Nigerian governors have approved a revised Value Added Tax formula, which allocates 50% based on equality, 30% on derivation, and 20% on population, marking a significant breakthrough in negotiations.
After weeks of controversy, governors from the 36 states and the Presidential Tax Reform Committee reached an agreement on Thursday regarding the modalities for sharing the VAT.
At the conclusion of their meeting, the governors endorsed a new VAT sharing formula: 50% based on equality, maintaining the current rate; 30% based on derivation, up from the current 20%; and 60% as originally proposed by the Presidential Tax Reform Committee led by Mr. Taiwo Oyedele.
The governors also agreed to allocate 20% of VAT proceeds based on population, down from the current 30% before the tax reform proposal.
The tax reform deal coincided with the Senate’s projection of a N100 trillion aggregate expenditure for the 2026 fiscal year, and its pledge to release funds held by certain government organizations.
Chairman, Senate Committee on Appropriation, Senator Solomon Adeola, made the disclosure during a Stakeholders Public Hearing and Interactive Session on the 2025 Appropriation Bill. The session was themed, “The 2025 Budget of Restoration: Securing Peace, Rebuilding Prosperity.”
Chairman of the Senate Committee on Local Content, Senator Natasha Akpoti-Uduaghan, noted that some stakeholders in the northern region were apprehensive about the tax reform bills, citing the region’s lack of preparation for such fiscal legislation.
The communiqué from the closed-door meeting between the governors and members of the Presidential Tax Reform Committee in Abuja was signed by the Chairman of the Nigeria Governors’ Forum, and Governor of Kwara State, Alhaji Abdul Rahman Abdul Razaq.
The communique stated, “The Forum endorsed a revised Value Added Tax (VAT) sharing formula to ensure equitable distribution of resources: 50 per cent based on equality, 30 per cent based on derivation, and 20 per cent based on population.

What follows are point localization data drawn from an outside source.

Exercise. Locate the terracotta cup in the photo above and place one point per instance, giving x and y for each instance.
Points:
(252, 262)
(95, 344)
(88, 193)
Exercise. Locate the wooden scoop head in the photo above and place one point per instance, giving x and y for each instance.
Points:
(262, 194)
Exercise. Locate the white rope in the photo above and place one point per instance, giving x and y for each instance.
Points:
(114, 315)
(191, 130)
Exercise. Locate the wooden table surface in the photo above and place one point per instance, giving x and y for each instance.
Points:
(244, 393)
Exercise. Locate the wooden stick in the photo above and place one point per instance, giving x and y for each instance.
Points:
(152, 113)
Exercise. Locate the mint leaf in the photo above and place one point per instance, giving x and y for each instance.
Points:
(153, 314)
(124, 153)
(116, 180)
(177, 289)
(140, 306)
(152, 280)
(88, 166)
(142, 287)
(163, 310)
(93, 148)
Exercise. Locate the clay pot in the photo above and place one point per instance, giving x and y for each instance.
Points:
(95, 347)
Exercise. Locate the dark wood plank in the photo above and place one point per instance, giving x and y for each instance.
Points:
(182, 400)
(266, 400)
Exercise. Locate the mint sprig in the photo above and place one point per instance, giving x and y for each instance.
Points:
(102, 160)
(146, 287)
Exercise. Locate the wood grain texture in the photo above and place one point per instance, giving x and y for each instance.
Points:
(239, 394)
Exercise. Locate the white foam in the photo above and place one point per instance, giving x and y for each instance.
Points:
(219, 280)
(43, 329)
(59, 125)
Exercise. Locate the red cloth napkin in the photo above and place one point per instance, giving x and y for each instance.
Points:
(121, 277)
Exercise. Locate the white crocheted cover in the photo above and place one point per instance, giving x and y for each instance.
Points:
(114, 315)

“The Forum reiterated its strong support for the comprehensive reform of Nigeria’s archaic tax laws. Members acknowledged the importance of modernising the tax system to enhance fiscal stability and align with global best practices.
“We, members of the Nigeria Governors’ Forum (NGF) and presidential tax reform committee, convened on the 16th of January 2025 to deliberate on critical national issues, including the reform of Nigeria’s fiscal policies and tax system, arrived at more resolutions.

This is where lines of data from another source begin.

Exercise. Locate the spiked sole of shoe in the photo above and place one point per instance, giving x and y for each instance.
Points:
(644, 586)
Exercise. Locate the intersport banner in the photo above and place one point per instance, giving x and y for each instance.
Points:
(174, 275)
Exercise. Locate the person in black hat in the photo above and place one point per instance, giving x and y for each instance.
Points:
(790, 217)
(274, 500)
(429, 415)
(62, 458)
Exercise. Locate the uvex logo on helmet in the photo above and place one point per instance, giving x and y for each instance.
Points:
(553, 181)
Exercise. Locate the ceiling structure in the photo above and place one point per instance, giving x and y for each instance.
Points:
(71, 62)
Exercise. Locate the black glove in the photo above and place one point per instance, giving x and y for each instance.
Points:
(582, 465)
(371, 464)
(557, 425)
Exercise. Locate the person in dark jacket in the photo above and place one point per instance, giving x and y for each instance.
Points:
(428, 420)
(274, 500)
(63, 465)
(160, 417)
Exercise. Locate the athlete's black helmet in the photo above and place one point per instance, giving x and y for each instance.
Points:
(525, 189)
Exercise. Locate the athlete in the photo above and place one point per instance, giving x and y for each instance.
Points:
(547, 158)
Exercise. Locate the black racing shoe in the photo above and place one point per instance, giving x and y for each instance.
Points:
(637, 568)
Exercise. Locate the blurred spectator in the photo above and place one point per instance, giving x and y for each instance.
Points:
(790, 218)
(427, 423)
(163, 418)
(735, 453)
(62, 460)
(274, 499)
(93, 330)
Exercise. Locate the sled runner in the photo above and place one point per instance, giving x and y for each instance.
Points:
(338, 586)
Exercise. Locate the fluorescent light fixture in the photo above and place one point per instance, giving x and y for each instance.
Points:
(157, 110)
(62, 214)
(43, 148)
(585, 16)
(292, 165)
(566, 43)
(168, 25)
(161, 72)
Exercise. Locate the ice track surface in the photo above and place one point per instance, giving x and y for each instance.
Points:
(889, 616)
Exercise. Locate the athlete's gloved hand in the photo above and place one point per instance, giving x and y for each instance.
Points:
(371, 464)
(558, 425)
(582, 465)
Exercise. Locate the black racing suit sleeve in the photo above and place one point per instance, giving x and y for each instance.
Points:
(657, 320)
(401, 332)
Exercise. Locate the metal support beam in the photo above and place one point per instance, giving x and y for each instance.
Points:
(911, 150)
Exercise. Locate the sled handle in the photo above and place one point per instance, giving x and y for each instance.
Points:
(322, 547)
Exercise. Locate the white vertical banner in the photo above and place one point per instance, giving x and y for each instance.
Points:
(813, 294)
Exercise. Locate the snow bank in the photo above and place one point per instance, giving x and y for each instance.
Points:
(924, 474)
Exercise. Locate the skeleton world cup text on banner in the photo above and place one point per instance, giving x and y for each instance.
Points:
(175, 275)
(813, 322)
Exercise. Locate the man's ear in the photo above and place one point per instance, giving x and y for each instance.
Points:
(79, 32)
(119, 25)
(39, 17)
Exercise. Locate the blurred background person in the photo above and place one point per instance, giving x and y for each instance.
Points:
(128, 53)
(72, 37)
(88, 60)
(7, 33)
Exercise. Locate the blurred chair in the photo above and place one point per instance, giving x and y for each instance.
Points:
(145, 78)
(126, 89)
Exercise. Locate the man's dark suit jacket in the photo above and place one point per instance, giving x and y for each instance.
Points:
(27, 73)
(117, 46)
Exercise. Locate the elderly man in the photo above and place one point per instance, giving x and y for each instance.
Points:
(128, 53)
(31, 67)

“Members agreed that there should be no increase in the VAT rate or reduction in Corporate Income Tax (CIT) at this time, to maintain economic stability.
“The Forum advocated for the continued exemption of essential goods and agricultural produce from VAT to safeguard the welfare of citizens and promote agricultural productivity.
“The meeting recommended that there should be no terminal clause for TETFUND, NASENI, and NITDA in the sharing of development levies in the bills
“The meeting supports the continuation of the legislative process at the National Assembly that will culminate in the eventual passage of the Tax Reform Bills.
Thursday’s meeting between the governors and members of the presidential committee represented a major breakthrough, following the rejection of the proposed tax amendment bills by northern states’ governors, emirs, and chiefs last year.